In this context, combined military training and exercises, such as RIMPAC, UNITAS, PANAMAX, as well as other initiatives, take on added importance. They serve not only to enhance the participating nations’ capabilities to address environmental crimes and humanitarian crises but also to foster interoperability and build a collective security posture that can serve as a deterrent to actions that undermine regional stability, including those posed by China’s growing influence.

Reliable partners
These engagements between the United States and partner nations from the region and afar, provide reliable security partners, and reinforce the sovereignty and independence of participating countries. Combined exercises often include components focused on humanitarian assistance and disaster relief, while some are primarily centered on aid, highlighting the U.S. commitment beyond purely security cooperation.
For instance, each year INDOPACOM launches its Pacific Partnership mission, which focuses on strengthening partnerships, enhancing disaster response capabilities, and providing medical and engineering assistance to host nations. The USNS Mercy serves as platform for these efforts, while the embarked medical personnel from the U.S. and partner nations enable the delivery of comprehensive healthcare services. Chilean service members have participated on several occasions to this mission.

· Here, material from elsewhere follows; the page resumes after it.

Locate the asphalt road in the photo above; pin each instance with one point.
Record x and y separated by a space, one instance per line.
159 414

Likewise, sister ship USNS Comfort, frequently deploys to Latin America and the Caribbean for Continuing Promise (CP), a similar humanitarian mission. Since its 2007 inception, CP medical personnel have treated more than 600,000 people, and performed nearly 8,000 surgeries.
Concerted effort

The scale and multinational participation in exercises like RIMPAC and UNITAS send a clear signal of the collective commitment of Pacific Rim nations to a free and open Pacific, based on the rule of law. By training together, these nations enhance their ability to operate seamlessly, share information, and present a unified front in the face of challenges that could potentially destabilize the region. The tangible outcomes of these combined efforts can be seen in increased seizures of narcotics, illegal timber, more effective patrols against maritime crime, and improved coordination in disaster response.
The participation of Indo-Pacific, Asian, and Oceanian nations in SOUTHCOM exercises and Latin American countries in INDOPACOM engagements underscores a unified approach to security across the entire Pacific, recognizing that challenges posed by state actors can have far-reaching implications. This unity is increasingly seen as crucial in navigating the complexities introduced by China’s growing influence.
As the challenges in the Pacific Rim continue to evolve, and as the strategic landscape becomes increasingly complex, the role of combined training and security cooperation between the United States and its Pacific partners is likely to become even more critical, requiring sustained commitment and cooperation.
Perhaps U.S. Navy Admiral Alvin Hosley, SOUTHCOM commander, best captured this commitment in his November 2024 inaugural address. “To be clear, partnerships are our best deterrence to counter shared security and economic concerns,” Adm. Hosley said. “We will always be there for like-minded nations who share our values, our democracy, our rule of law, our human rights.”